China could also drastically tighten the ETS benchmark to push power entities to achieve their energy efficiency targets, according to analysts. China’s national ETS uses carbon-intensity benchmarks, rather than the absolute emissions caps used by the European ETS, to distribute carbon allowances.

A lower ETS benchmark will reflect an improvement in the efficiency of the coal fleet and counteract the excess allowance in the first compliance period, according to Refinitiv. It expected China to lower its benchmark this year by 5 to 8 per cent of current levels, which will also help drive up the carbon price.

The expected further progress in China’s power sector reform, following the liberalisation of coal tariffs last October, will also help power sector emitters in the ETS feel more comfortable with the rising carbon price, according to analysts.

To ease the power shortage last fall, China allowed coal-fired power tariffs to fluctuate 20 per cent above or below the power tariff benchmark and even higher for energy-intensive industries.
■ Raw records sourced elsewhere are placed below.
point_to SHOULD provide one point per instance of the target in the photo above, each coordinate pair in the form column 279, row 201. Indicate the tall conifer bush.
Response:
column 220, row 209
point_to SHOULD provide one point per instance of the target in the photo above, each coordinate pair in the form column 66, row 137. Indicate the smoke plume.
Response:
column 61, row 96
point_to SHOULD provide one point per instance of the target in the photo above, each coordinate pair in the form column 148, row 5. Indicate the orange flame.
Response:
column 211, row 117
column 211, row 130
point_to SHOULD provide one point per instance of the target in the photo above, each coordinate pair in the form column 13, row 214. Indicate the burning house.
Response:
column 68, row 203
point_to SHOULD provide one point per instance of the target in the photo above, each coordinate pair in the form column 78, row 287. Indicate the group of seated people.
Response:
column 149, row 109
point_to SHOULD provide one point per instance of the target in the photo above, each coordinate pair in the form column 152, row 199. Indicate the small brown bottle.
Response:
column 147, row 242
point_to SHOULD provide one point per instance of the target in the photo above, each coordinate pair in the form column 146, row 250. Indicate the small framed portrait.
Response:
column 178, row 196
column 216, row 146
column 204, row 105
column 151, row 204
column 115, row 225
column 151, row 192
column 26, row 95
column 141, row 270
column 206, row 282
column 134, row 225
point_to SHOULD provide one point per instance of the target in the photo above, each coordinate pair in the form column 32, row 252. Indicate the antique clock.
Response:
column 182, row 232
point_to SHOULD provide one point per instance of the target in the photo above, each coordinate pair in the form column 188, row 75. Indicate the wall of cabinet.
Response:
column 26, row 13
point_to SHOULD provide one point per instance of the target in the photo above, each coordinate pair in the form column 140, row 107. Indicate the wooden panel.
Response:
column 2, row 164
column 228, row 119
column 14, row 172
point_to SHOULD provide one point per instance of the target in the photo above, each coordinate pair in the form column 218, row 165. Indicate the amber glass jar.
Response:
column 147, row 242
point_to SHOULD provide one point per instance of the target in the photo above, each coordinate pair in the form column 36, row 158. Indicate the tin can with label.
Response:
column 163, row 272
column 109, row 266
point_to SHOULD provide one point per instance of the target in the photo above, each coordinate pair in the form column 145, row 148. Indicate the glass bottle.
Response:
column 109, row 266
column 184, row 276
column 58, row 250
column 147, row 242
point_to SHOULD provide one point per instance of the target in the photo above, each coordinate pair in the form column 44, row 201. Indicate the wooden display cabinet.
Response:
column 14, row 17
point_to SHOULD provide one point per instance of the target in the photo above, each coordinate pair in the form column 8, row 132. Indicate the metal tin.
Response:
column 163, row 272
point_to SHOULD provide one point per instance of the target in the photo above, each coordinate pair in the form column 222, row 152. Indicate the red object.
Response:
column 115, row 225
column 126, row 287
More flexible power pricing will smooth the pass-through of carbon allowance costs from generators to the price of power, which has been limited due to China’s fixed tariffs previously.

“The wider deployment of marginal cost-based power price will also enhance the pass-through of carbon costs, making thermal producers less ‘hostile’ to the ETS, especially to the increasing carbon price,” said Lin from Refinitiv.